I've had pain for years now. I've lived with it day in and out, as I've shared before -among other long and drawnout tales of depression, motherhood, and how does it feel when your baby beats you up without meaning to. Before we moved to CA it was impossible for me to live above the first floor, because my knees just would not accept steps at the end of a long day in the weather. Cold, rain, they all bother me. Snow. Ice. Part of the picture comes from longterm side effects to the chemo and radiation. Some of it comes from a myriad of accidents and injuries sustained over the course of an accident-prone childhood.

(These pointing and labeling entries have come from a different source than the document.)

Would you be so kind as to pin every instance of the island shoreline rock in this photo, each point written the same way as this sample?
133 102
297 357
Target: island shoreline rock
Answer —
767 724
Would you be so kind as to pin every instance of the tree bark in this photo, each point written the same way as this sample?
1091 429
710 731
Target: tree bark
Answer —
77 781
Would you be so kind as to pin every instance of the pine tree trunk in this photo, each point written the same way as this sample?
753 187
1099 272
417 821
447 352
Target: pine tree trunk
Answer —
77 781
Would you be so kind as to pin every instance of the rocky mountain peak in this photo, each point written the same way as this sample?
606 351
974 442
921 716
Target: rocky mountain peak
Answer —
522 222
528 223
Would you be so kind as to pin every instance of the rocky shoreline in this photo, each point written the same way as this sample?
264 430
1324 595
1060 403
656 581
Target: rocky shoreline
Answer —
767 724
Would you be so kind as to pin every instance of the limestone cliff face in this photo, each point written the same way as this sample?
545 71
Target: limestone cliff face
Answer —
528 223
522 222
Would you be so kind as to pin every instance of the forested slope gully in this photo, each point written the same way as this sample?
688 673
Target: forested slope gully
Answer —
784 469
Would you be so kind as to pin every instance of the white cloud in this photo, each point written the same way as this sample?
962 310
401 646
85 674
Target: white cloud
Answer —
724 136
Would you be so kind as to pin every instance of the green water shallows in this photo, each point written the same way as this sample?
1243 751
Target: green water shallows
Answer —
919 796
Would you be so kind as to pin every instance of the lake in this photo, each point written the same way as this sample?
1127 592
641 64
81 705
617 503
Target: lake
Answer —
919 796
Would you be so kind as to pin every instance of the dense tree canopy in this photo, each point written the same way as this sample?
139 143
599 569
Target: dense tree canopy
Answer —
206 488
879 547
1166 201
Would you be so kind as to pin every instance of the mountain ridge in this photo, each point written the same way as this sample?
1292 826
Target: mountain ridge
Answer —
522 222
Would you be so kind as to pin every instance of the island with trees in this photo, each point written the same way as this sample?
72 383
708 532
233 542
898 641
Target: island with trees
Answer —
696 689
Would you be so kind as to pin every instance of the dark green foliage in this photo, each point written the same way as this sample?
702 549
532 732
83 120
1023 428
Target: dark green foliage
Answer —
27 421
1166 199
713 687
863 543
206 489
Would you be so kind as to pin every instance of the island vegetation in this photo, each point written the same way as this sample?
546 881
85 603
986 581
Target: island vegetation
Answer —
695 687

What do I do? Do I live with it? How do I treat it? There comes a point at which the OTC meds don't really work to relieve the pain. There's a point at which you cannot ask a doctor to help you because they just won't- the pain isn't something they can see or diagnose, and they've medicated it before, and they think you're just a whiny crybaby addict who wants something they're not supposed to have. Screw that! I just want not to hurt so much I can't sleep at night. Is that wrong? I have enough problems with insomnia as it is. I'm depressed enough already. Chronic pain makes that worse. Especially when you know it's not going to go away. That you've just got to find a way to live with this for the rest of your life.

I'm entering a contest to win a year's supply of FreezeIt, which I tried off a friend the other week and which actually helped in a way that other things have not. I put some on my wrist where it got banged, and the pain went away. Imagine that! It didn't smell all medicinal. It felt good. You can use Freeze It Gel for sore muscles, sprains, shoulder and neck (lower back? Cause that's been hurting a lot more since this baby started shifting...) Strains. In short, all the ailments that come along with parenting a small and verbally-resistant child. Winning this contest will make my life as a mother of two with all those associated aches and pains so much better- a year's supply of this stuff... so cool. So Frosty, even. I hate living with chronic pain. I hate living with something that will take valuable energy away from my babies.